Pour prendre un semblant de mesure du chaos sonore ayant scotché l'auditoire ce soir-là, il suffit déjà de se procurer un exemplaire de l'album que le duo venait défendre, L'Enfer Tiède. De s'enfermer dans une pièce sombre, de lancer le CD d'une traite, sans faire de pause. Et là, l'effroi. Soudain le vide. Des nappes atmosphériques étouffantes, des échos bruitistes, industriels, dressant un cauchemar urbain oppressant. Un flow tout en scansion frénétique, dont le charme de l'accent toulousain vire illico à l'anecdotique. Entre chanson, rock, électro et hip hop, la musique de Programme déambule hagarde entre des rimes calcinées, des paysages atomisés, vous force à regarder l'effroi dans les yeux, sans possibilité de détourner le regard. A l'époque, en comparaison, on disait volontiers que Mano Solo passait pour un boute-en-train.

La satiété du spectacle

Début des années 90. Arnaud Michniak, future voix hantée et parolier apocalyptique de Programme, anime une émission de radio à Toulouse avec son compère Michel Cloup. Le show, Infra, est pensé sous haute influence «surréaliste, dadaïste et situationniste», patchwork sonore, agrégat de samples, partouze musicale tous azimuts. L'on y passe tout, n'importe quoi, on s'y justifie en se drapant de mauvaise foi, on y brasse du concept superfétatoire.

Lorsque Michniak et Cloup décident de monter un groupe de rock, Diabologum, ces principes demeurent en vigueur – pas de ligne directrice, si ce n'est celle de se laisser aller à ses envies du moment, de forger son identité en digérant ses influences pour mieux les régurgiter avec violence, la gueule ouverte. Le morceau éponyme de leur premier album, A découvrir absolument (1996, Lithium), profession de foi de leur non-style, est ainsi le résumé décousu d'un film aussi imaginaire que cauchemardesque, sur un discret beat hip hop et des guitares savamment saturées. D'album en album, leur identité sonore est toujours aussi ardue à cerner, à une impression près : de leurs compositions se dégage systématiquement une vraie, sincère et belle énergie du désespoir, une poésie affleurant derrière un son brut et massif. Y compris sur leur mise en musique du sublime monologue de Françoise Lebrun dans La Maman et la Putain de Jean Eustache, six minutes de beauté pure à se damner, meilleur hommage possible à la réappropriation forcenée du patrimoine artistique prônée par les situationnistes.
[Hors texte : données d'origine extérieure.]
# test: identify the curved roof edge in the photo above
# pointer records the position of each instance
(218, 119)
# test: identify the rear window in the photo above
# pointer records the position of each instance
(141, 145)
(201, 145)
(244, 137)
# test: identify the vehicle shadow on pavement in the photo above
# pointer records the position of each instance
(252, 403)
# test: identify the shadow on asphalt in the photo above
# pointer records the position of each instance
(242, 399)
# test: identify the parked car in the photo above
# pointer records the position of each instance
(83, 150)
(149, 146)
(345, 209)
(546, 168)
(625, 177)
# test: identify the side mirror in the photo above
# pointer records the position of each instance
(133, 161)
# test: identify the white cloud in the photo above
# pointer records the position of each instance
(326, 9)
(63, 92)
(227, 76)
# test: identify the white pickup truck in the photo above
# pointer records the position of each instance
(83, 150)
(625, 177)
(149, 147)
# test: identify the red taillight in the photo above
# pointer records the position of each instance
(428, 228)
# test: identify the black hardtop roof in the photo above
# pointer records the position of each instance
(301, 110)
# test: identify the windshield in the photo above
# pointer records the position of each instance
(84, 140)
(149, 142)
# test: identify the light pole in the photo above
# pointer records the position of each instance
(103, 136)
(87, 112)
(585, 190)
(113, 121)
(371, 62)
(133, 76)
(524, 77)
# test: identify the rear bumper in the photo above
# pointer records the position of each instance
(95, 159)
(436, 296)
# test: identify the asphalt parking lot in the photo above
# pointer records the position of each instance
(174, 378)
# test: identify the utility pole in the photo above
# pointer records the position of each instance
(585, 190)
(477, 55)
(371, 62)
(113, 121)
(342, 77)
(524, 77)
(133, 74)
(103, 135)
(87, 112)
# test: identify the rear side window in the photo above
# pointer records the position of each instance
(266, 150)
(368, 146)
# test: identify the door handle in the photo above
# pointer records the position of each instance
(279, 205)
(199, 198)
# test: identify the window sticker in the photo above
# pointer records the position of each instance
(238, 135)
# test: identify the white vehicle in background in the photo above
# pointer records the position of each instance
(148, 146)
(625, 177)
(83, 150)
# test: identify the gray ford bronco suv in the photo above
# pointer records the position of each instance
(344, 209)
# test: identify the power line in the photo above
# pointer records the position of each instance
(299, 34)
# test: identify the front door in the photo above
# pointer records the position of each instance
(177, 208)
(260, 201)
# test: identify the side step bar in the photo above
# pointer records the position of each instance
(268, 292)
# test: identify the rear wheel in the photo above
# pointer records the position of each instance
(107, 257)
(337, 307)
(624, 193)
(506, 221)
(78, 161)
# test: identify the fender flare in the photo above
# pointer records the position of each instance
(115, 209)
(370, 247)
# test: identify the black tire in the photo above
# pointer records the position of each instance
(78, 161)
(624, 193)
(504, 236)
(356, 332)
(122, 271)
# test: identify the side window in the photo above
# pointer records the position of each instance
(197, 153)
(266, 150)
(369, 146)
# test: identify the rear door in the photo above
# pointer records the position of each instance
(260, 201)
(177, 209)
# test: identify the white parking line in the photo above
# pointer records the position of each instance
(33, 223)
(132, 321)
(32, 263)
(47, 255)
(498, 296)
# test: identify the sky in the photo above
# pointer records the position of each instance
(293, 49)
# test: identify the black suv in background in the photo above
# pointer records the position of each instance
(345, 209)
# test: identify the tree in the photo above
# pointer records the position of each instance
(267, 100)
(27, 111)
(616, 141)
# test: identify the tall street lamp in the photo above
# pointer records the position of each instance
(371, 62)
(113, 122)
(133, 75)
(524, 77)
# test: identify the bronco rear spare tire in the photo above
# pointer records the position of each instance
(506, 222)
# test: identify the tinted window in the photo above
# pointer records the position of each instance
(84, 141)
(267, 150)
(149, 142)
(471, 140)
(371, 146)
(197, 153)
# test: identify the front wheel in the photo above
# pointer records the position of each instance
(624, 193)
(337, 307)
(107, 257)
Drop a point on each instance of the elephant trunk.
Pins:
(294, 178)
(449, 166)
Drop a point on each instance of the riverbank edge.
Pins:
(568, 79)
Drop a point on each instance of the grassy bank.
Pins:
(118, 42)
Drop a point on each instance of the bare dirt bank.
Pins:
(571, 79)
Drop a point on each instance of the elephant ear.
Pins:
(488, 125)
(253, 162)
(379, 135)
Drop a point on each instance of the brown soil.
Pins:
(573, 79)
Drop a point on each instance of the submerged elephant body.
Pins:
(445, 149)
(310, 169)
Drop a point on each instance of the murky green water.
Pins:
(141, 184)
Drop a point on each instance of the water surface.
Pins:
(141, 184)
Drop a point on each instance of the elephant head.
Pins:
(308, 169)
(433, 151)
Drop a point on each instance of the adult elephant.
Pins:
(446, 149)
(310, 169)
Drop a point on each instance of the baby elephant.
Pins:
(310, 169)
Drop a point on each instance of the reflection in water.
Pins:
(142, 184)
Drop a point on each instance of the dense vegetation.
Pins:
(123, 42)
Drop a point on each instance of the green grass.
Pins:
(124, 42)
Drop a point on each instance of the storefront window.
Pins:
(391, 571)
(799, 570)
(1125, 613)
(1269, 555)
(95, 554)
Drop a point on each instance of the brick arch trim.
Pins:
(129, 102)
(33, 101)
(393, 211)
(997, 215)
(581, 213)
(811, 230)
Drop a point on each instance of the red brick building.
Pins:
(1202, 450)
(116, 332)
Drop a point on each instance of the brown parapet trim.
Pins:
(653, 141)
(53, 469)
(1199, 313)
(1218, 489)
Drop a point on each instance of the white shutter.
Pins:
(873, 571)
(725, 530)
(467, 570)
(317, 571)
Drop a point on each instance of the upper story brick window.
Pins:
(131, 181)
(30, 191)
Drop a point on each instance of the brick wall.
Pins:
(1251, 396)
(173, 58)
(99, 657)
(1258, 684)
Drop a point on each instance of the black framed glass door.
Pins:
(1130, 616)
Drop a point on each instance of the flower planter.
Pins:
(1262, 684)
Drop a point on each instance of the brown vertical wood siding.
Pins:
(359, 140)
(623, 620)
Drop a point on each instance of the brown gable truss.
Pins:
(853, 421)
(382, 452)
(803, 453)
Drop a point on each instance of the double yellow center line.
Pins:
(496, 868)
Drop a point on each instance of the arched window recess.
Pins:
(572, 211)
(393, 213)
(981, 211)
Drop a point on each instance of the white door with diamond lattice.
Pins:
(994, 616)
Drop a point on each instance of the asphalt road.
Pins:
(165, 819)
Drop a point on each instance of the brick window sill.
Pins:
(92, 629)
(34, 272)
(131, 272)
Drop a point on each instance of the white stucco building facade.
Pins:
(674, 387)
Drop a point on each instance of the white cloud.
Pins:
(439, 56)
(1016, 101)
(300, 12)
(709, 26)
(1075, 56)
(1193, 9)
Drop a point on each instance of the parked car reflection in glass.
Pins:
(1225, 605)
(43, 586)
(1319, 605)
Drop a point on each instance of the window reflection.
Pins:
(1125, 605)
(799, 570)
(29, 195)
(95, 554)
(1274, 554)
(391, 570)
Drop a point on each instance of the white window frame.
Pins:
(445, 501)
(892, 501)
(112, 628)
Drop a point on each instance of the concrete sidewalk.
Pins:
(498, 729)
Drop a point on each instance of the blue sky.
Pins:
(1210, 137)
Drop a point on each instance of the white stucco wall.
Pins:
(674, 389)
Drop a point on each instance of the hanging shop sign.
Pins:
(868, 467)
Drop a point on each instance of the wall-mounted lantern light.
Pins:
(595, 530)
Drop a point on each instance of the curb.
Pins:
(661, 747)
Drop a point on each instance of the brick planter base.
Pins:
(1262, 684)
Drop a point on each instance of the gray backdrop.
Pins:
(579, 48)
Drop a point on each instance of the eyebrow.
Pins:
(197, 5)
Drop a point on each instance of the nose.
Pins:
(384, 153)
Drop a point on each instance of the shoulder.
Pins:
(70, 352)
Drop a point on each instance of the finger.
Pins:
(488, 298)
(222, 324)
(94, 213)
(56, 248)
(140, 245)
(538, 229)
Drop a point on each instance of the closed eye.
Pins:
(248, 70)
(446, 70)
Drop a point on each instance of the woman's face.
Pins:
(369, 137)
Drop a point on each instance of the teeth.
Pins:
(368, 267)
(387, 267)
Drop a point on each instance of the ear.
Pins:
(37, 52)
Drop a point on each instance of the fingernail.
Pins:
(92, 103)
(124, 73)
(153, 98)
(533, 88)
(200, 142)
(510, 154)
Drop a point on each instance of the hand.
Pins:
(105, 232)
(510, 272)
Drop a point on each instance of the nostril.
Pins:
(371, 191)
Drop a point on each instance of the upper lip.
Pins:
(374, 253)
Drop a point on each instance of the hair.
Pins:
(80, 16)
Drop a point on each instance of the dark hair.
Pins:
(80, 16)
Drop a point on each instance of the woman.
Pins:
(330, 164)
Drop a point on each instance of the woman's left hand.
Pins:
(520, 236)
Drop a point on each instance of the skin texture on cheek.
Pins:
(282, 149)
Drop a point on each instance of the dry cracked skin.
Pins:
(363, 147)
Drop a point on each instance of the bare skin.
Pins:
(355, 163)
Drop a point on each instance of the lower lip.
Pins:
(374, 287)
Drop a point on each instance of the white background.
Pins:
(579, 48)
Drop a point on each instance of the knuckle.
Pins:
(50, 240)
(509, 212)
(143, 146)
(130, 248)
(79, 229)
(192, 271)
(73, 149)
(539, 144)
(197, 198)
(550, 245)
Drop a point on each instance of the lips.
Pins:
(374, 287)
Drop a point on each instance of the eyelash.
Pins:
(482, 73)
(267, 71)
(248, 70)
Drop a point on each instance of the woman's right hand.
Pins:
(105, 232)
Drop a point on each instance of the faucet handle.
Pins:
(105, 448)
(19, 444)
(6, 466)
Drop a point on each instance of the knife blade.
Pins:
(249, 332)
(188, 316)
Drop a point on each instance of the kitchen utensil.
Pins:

En 1998, au moment où la reconnaissance de Diabologum commence enfin à assurer au groupe des lendemains qui chantent, Michel Cloup et Arnaud Michniak décident de mettre fin à l'aventure. Le premier fondera le groupe Experience, le second Programme.

Je sais où je vais

De sa rencontre avec le musicien Damien Bétous, bourreau de guitare et manitou fiévreux de ce qu'on commençait à nommer avec des pincettes la “Musique Assistée par Ordinateur“, Arnaud Michniak livre un premier opus au titre… programmatique, Mon cerveau dans ma bouche, en 2000. Sur des sons sépulcraux, les mots sortent en une logorrhée poétique d'une force inouïe, leur sens s'aliène en un tout à la cohérence terrifiante, même lorsque Des singes déboulent de partout et tabassent tout ce qui se passe ; ici, le Boomerang ne fait pas de boums ou de bangs, il te revient en pleine gueule et l'explosion sanguinolente qui en résulte n'apaise rien. Rock français, année zéro, Programme s'infiltre dans une brèche que personne n'avait osé excaver. Suivront L'Enfer Tiède, Génération finale, une installation effectuée dans le cadre de la Biennale d'Art Contemporain de Lyon et le trois titres Bogue.

En 2005, Michniak et Bétous décident d'un commun accord de faire une pause. Arnaud participe à la production de l'album Road movie en béquilles du rappeur toulousain Nonstop (allez vite écouter l'incroyable Idiot cherche village sur son myspace), sort son album solo, Poing perdu. En 2010, Programme se reforme, sort un nouvel album, Agent réel. On vous invite à aller voir le clip du morceau éponyme, primesautier aperçu de ce qui vous attend mercredi prochain.